Meltem benim canım arkadaşım hayat dolu, cıvıl cıvıl. Onunla olmak bana keyif veriyor...
İlk günlerde bana soruyor “Şuraya gidelim mi? Şunu yapalım mı?” Ona dedim ki: “Bak Meltem'ciğim, beni yanında çaydanlık kabul et. Sen nereye ben oraya. Senin sevdiğin her şeyi ben de severim. İstanbul'u sen biliyorsun. Ve beni en güzel şekilde gezdireceğinden eminim.”
Dediğim gibi de oldu. “Gel benim çaydanlığım...” diyordu. Beş günde beş altı sergi gezdik. İstanbul'u bir güzel yaşattı bana sağ olsun. E daha ne isterim... Ayla Akyol hanımın galerisine gittik. Doktor ressamların resimlerini gezdik ve çayımızı içerken hoş sohbetler ettik.
Meltem, Canan Doğruel, Ruhşen Yıldız, Ayşe Bayezid, Nazan Havus, Tülay Erbesler, Bensen Ünlüoğlu, Gülamber Hiçdurmaz, Semra Gözüyeşil ve daha pek çok arkadaş gün boyu keyifle sohbetler ediyor, şakalar yapıyorduk...
Yeni dostlar, sanatçı arkadaşlar edinmemin yanında sevdiğim arkadaşlarım da beni yalnız bırakmadı. İzmir Güzelbahçe'den karşı komşum tiyatro sanatçısı ve dizi oyuncusu Tayfun Sav'ın eşi İlknur'um bir arkadaşı ile geldi. Şimdilerde artık İstanbul'a yerleştiler. Çünkü Tayfun'un işi gereği böylesi daha rahat onlar için, ama onları özlüyoruz...
TRT Avaz'da yönetmen benim canım arkadaşım İrade Refizade ve program sunucusu manevi oğum Elgün Guliyev bir arkadaşları ile birlikte geldiler. Nasıl sevindim anlatamam. Elgün Azerbaycanlı opera sanatçı. Yakında şarkıları çıkacak piyasaya. Bir söyleşi yapıp size tanıtacağım onu... TRT Avaz'da her pazartesi "Aksi Seda" isimli kültür-sanat programları yayınlanıyor... Gündüz 14.00'te yayınlanan program kaçıranlar için aynı akşam 22.30 da tekrarlanıyor. Programın yönetmeni İrade hanım "Tarihin, edebiyatın ve kültürümüzün günümüze yansımasını ekranlara taşımak istedim." diyor. Sunumu ise Elgün yapıyor... Bu harika programı mutlaka öneririm...

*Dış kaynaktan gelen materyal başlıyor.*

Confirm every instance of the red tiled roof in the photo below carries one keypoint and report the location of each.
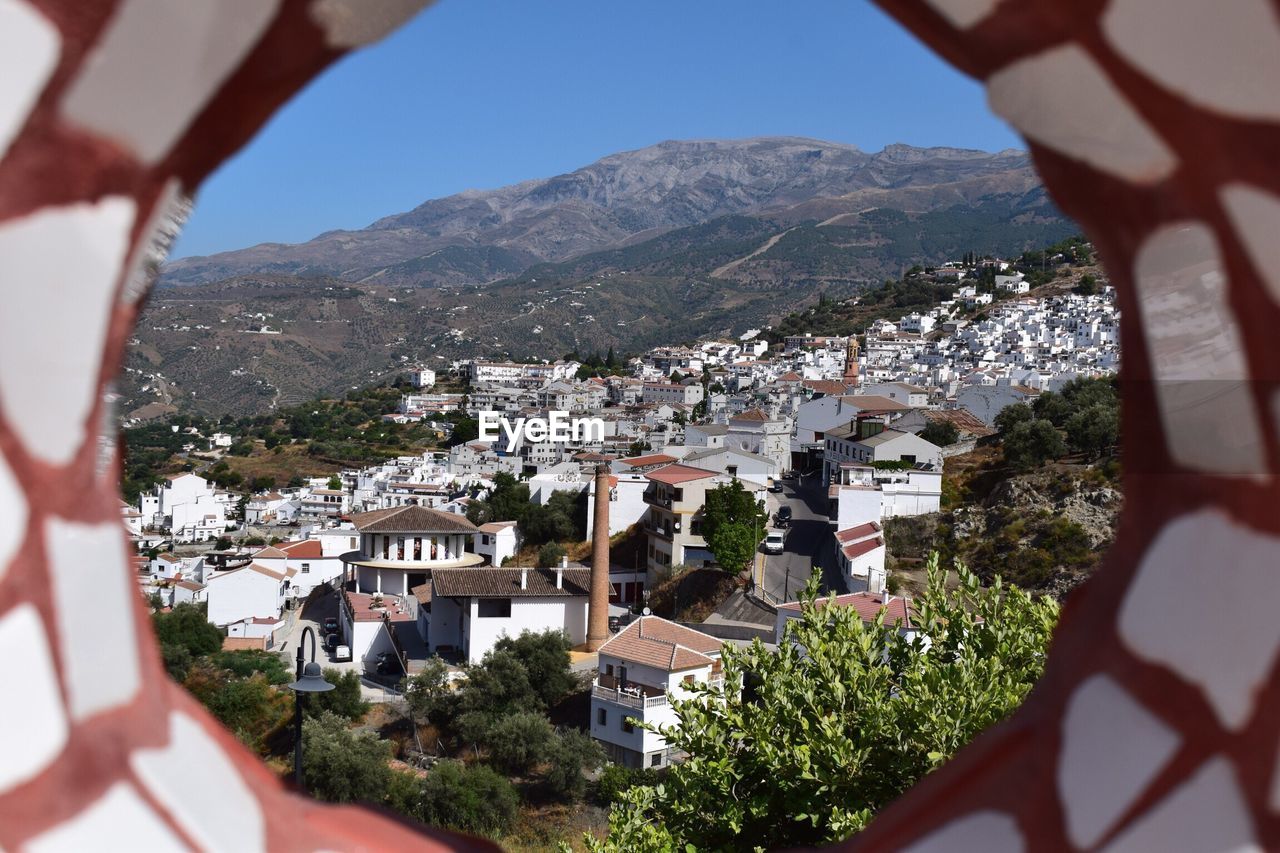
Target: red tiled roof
(653, 459)
(868, 606)
(874, 402)
(860, 532)
(496, 527)
(677, 474)
(305, 548)
(656, 642)
(411, 519)
(828, 387)
(855, 550)
(243, 643)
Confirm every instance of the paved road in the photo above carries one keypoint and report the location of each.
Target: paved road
(808, 542)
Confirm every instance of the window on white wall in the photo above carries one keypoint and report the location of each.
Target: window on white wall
(493, 609)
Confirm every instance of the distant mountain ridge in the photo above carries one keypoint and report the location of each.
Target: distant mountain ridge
(620, 199)
(667, 243)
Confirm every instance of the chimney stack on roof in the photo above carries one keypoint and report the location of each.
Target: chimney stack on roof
(598, 603)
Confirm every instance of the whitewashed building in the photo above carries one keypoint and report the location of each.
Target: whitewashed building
(639, 671)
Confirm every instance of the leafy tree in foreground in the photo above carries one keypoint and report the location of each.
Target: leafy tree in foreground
(840, 729)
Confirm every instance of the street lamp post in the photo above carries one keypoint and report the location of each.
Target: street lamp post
(310, 679)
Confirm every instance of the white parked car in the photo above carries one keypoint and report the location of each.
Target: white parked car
(775, 541)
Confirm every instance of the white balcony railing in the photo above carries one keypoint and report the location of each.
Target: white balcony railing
(625, 697)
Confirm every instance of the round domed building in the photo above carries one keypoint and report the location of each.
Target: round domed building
(400, 547)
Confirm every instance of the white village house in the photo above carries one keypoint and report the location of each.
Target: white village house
(640, 669)
(471, 609)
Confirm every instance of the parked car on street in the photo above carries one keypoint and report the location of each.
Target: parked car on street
(775, 542)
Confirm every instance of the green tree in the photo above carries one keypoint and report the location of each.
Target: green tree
(428, 692)
(246, 662)
(941, 433)
(177, 660)
(1093, 430)
(187, 625)
(499, 684)
(344, 699)
(1011, 415)
(734, 544)
(1032, 443)
(544, 657)
(571, 753)
(250, 707)
(343, 766)
(616, 780)
(1087, 286)
(519, 742)
(549, 555)
(470, 799)
(731, 503)
(842, 719)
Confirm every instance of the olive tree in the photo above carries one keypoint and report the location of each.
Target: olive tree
(836, 724)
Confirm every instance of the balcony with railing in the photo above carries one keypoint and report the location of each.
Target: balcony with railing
(631, 694)
(657, 497)
(664, 532)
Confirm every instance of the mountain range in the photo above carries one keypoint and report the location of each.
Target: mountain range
(659, 245)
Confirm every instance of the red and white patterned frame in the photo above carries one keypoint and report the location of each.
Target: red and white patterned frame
(1152, 122)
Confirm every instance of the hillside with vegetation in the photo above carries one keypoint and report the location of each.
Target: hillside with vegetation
(680, 241)
(1036, 505)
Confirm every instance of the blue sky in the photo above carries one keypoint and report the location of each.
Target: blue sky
(488, 92)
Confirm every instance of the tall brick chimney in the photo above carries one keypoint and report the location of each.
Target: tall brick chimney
(598, 605)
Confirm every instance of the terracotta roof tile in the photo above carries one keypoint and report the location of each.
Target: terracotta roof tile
(867, 605)
(504, 583)
(656, 642)
(860, 532)
(677, 474)
(855, 550)
(411, 519)
(653, 459)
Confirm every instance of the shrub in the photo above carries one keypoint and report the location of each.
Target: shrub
(549, 555)
(520, 742)
(616, 780)
(188, 625)
(471, 799)
(344, 699)
(572, 752)
(342, 766)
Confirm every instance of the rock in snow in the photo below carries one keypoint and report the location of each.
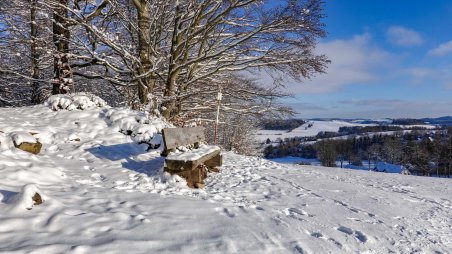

İstanbul'dan fotoğraf sanatçısı canlardan can Cemil Cahit Dumlupınar kardeş geldi.
Onları görmekten son derece mutlu oldum...
İstanbul çok güzel ama bir o kadar da yaşanılması zor bir şehir. Orada hiç sakin yürüyen yok. Herkes telaş içinde koşuyor. Biz bile her gün kendi aracımızla gitmedik fuara. Trafik yoğun. Metroya koş!.. İn taksiye koş!.. Sonra Vapur kalkacak ona koş!.. Bayağı bir sportif oldum orada koşuşturmaktan. Aracımızla gittiğimiz günlerde ise Boğaz köprüsünden geçerken arabanın camlarını açıp Meltem'le ikimiz “İstaanbuuul çoook güzelsiiin!” diye bağırıyorduk...
Ancak bana sorarsanız İstanbul'da gezilir, İzmir'de yaşanır...
Sakin, sessiz, telaşsız... Güzel İzmir.